Could AppLovin become SnapLovin?
AppLovin recently paid more than $150 million to add developer Zynga’s portfolio of games to its MAX ad exchange as part of Zynga’s divestment of its adtech platform Chartboost, three people familiar with the matter told BI. This boosted AppLovin’s already huge audience of gamers.
A spokesperson for Zynga owner Take-Two declined to comment.
AppLovin recently signed Zynga’s portfolio of games, such as Farmville 2, onto its MAX ad exchange.
Thomson Reuters
Some in the industry think AppLovin could make an even bigger move. The company recently sold $3.5 billion in bonds, which Bloomberg reported were to pay down debt “and for general corporate purposes.”
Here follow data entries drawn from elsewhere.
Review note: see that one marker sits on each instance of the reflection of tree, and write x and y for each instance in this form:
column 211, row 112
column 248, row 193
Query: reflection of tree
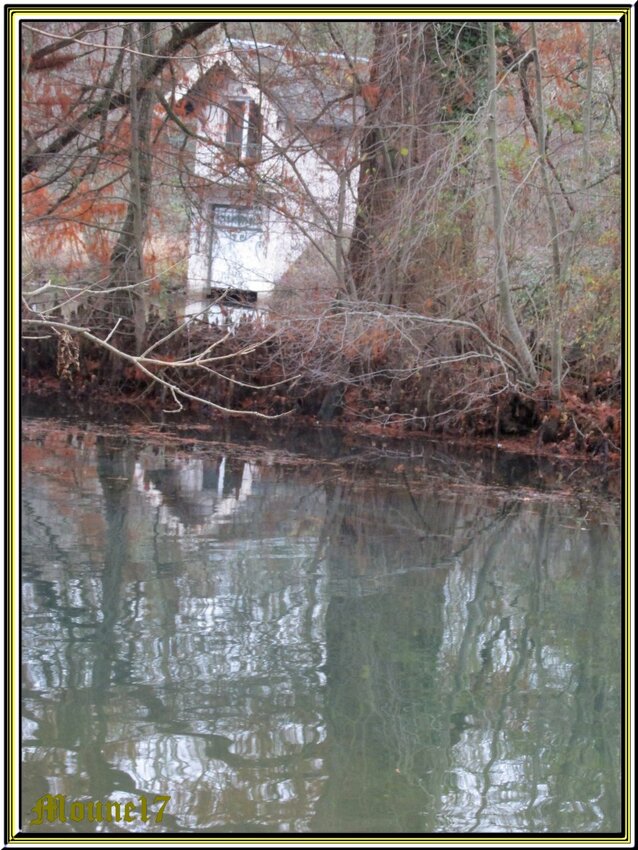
column 331, row 655
column 459, row 697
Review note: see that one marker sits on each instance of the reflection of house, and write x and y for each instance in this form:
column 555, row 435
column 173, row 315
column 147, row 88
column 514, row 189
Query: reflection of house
column 276, row 153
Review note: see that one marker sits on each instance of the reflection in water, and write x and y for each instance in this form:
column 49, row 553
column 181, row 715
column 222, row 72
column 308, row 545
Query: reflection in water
column 284, row 649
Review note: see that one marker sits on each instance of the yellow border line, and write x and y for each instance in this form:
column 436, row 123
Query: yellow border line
column 15, row 15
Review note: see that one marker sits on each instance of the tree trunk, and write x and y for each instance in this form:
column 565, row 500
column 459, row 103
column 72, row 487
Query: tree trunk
column 126, row 302
column 389, row 240
column 512, row 329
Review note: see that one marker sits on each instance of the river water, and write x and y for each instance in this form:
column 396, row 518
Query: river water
column 322, row 640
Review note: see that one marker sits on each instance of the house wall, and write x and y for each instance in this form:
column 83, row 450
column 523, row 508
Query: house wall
column 303, row 204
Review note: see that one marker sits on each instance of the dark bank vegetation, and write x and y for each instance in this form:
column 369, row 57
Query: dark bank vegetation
column 478, row 292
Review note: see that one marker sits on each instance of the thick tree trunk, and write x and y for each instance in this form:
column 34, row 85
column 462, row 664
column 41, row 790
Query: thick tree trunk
column 126, row 303
column 512, row 329
column 388, row 241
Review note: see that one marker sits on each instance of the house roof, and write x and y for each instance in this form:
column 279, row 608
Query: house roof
column 306, row 88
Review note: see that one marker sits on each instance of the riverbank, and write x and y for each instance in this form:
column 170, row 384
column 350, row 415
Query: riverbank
column 259, row 379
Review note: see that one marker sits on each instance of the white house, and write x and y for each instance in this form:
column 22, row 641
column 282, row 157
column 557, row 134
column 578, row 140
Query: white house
column 275, row 162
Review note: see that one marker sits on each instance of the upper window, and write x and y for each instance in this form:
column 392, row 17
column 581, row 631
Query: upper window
column 244, row 129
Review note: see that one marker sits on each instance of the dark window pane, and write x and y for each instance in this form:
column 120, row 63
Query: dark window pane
column 254, row 131
column 234, row 126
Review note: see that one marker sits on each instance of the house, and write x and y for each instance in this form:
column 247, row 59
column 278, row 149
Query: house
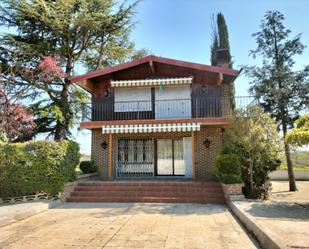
column 157, row 117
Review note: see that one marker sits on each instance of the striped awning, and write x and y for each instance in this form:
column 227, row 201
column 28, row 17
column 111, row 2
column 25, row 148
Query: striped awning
column 152, row 82
column 150, row 128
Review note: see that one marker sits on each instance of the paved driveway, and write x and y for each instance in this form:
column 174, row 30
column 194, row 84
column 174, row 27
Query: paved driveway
column 119, row 226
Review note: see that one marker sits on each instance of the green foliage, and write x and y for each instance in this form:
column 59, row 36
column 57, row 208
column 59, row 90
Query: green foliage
column 299, row 136
column 281, row 90
column 88, row 167
column 223, row 32
column 229, row 168
column 253, row 137
column 88, row 33
column 36, row 166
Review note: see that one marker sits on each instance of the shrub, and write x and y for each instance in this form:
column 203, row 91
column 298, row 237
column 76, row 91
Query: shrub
column 252, row 136
column 36, row 166
column 88, row 167
column 229, row 168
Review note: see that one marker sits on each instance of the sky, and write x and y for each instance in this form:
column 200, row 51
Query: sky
column 181, row 29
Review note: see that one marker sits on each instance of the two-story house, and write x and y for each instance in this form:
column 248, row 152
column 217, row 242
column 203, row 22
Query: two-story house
column 156, row 117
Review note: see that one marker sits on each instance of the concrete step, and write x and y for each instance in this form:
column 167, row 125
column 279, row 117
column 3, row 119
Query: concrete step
column 145, row 193
column 148, row 188
column 214, row 200
column 180, row 192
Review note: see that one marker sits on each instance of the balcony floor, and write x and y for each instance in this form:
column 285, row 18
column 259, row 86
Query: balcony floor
column 220, row 121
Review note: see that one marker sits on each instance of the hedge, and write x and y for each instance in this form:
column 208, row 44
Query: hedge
column 36, row 166
column 88, row 167
column 229, row 168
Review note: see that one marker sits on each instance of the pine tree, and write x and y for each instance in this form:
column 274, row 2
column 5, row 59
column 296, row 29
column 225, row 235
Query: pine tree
column 89, row 33
column 282, row 91
column 223, row 32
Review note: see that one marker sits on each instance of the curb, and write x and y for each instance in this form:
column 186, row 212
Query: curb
column 264, row 236
column 23, row 213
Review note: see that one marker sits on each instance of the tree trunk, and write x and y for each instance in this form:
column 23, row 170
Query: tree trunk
column 62, row 127
column 288, row 160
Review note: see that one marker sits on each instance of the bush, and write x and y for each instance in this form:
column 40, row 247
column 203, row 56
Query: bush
column 36, row 166
column 252, row 135
column 229, row 168
column 88, row 167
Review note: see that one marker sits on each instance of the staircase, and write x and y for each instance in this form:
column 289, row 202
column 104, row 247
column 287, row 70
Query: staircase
column 159, row 192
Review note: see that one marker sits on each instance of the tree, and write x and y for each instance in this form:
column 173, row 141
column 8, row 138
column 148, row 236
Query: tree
column 253, row 137
column 15, row 119
column 283, row 92
column 299, row 136
column 223, row 32
column 90, row 33
column 220, row 40
column 220, row 37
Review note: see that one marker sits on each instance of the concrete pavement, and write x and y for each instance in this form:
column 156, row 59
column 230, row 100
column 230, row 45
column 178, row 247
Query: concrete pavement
column 90, row 225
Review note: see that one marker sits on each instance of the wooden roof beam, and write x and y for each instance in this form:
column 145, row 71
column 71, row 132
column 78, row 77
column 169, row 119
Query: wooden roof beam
column 86, row 84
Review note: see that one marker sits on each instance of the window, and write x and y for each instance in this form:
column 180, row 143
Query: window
column 135, row 151
column 132, row 99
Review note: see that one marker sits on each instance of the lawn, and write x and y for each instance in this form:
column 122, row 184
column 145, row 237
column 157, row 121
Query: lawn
column 296, row 166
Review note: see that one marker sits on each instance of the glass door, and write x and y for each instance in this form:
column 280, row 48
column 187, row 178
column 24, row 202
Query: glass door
column 164, row 157
column 170, row 157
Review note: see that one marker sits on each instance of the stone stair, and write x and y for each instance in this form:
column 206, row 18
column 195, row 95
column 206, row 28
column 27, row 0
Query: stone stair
column 159, row 192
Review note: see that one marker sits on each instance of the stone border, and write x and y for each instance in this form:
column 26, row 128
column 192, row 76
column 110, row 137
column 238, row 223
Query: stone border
column 265, row 237
column 84, row 176
column 232, row 192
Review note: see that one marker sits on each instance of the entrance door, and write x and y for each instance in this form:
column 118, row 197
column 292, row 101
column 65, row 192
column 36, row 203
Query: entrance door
column 170, row 157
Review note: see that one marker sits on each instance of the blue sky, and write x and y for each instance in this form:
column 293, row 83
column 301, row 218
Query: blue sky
column 181, row 29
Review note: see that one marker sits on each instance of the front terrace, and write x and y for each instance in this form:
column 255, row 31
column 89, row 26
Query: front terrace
column 206, row 107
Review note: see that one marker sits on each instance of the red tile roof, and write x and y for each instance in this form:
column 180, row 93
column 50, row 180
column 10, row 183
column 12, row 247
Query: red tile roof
column 196, row 66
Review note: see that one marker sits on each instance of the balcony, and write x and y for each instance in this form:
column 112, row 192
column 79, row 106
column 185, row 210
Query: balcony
column 211, row 107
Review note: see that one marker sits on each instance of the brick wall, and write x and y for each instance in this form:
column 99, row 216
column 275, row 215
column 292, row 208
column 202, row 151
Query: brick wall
column 204, row 157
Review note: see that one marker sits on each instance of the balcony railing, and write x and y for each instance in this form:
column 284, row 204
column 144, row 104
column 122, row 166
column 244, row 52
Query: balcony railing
column 165, row 109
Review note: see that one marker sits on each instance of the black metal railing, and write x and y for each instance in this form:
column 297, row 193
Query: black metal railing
column 165, row 109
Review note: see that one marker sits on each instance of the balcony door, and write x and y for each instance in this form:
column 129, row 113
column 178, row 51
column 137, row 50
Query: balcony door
column 170, row 157
column 173, row 102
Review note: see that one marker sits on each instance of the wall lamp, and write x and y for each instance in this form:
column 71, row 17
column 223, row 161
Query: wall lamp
column 104, row 145
column 207, row 142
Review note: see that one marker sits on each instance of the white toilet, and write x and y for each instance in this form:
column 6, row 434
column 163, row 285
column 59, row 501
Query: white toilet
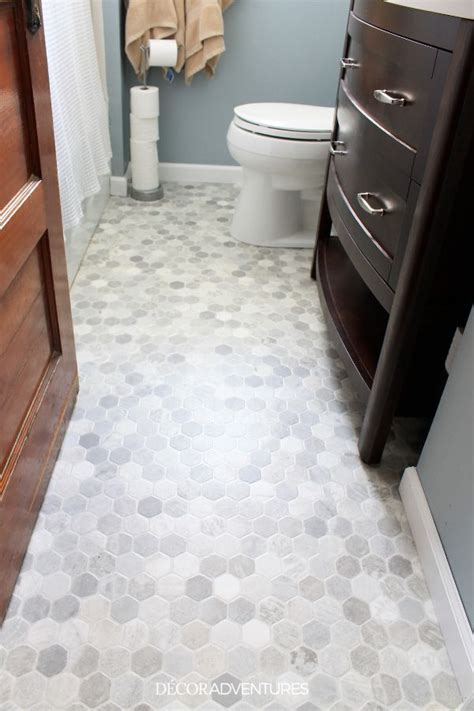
column 283, row 150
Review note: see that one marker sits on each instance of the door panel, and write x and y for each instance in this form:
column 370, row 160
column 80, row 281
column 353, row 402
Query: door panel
column 14, row 158
column 38, row 373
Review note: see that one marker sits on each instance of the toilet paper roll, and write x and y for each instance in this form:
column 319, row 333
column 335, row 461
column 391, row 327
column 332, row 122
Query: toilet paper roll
column 144, row 162
column 162, row 53
column 145, row 101
column 144, row 129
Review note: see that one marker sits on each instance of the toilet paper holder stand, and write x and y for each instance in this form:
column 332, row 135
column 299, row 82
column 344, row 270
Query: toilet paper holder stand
column 156, row 193
column 144, row 63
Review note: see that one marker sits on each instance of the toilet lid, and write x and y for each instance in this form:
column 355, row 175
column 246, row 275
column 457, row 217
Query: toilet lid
column 297, row 121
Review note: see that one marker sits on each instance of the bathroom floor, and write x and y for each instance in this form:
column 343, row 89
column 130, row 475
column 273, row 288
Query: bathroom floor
column 209, row 518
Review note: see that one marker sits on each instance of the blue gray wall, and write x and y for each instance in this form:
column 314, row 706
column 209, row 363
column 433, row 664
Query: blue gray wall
column 116, row 90
column 446, row 470
column 277, row 50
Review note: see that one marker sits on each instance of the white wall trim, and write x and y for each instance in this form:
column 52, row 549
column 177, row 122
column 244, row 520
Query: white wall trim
column 199, row 173
column 448, row 605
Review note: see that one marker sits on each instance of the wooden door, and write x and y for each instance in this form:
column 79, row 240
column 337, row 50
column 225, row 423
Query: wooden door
column 38, row 374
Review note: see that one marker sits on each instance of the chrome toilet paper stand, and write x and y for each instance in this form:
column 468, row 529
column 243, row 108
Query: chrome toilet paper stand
column 156, row 193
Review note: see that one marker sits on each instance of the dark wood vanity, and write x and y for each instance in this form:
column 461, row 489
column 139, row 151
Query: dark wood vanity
column 393, row 246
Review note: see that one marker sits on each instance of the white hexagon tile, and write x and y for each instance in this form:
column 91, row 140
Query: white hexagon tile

Could that include an acquisition?
Alex Merutka, an early AppLovin employee who now runs his own digital marketing company, Craftsman+, thinks AppLovin should make a bid for a social network — a particularly valuable sector of apps because users tend to be logged in, visit often, and share useful data.
People who use mobile games don’t usually hand over data like phone numbers or email addresses, vital pieces of information for marketers to help connect their ads to outcomes, and to retarget users with ads.
AppLovin CEO Adam Foroughi is currently positioned at No. 216 on the Bloomberg Billionaires list.
AppLovin
AppLovin is already trading at a larger market capitalization than Snap, Pinterest, and Reddit combined.
Years ago, Snap held informal, early-stage talks about potentially acquiring AppLovin, a person familiar with the matter told BI.
Perhaps the roles could be reversed this time around. While Snap posted a revenue growth bounceback in its latest quarter, it’s struggled to keep momentum amid fierce competition from the likes of TikTok. AppLovin could theoretically help optimize Snap’s ad platform for performance advertisers to better compete with Google and Meta.
“If Adam was in control, Snap could be a $100 billion business — a $200 billion, $300 billion company — and AppLovin would be stronger too,” Merutka said, referring to AppLovin CEO Adam Foroughi. “There’s a lot of opportunity there.”
However, AppLovin execs said onstage at the Nasdaq Investor Conference earlier this month that M&A wasn’t a near-term priority and that the company was keeping a close eye on its head count and margins.
“It’s much harder than people realize, and it’s exceptionally hard for a company that’s structured like us,” Foroughi said of M&A and the difficulty of absorbing different company cultures, according to a transcript provided by the market intelligence platform AlphaSense.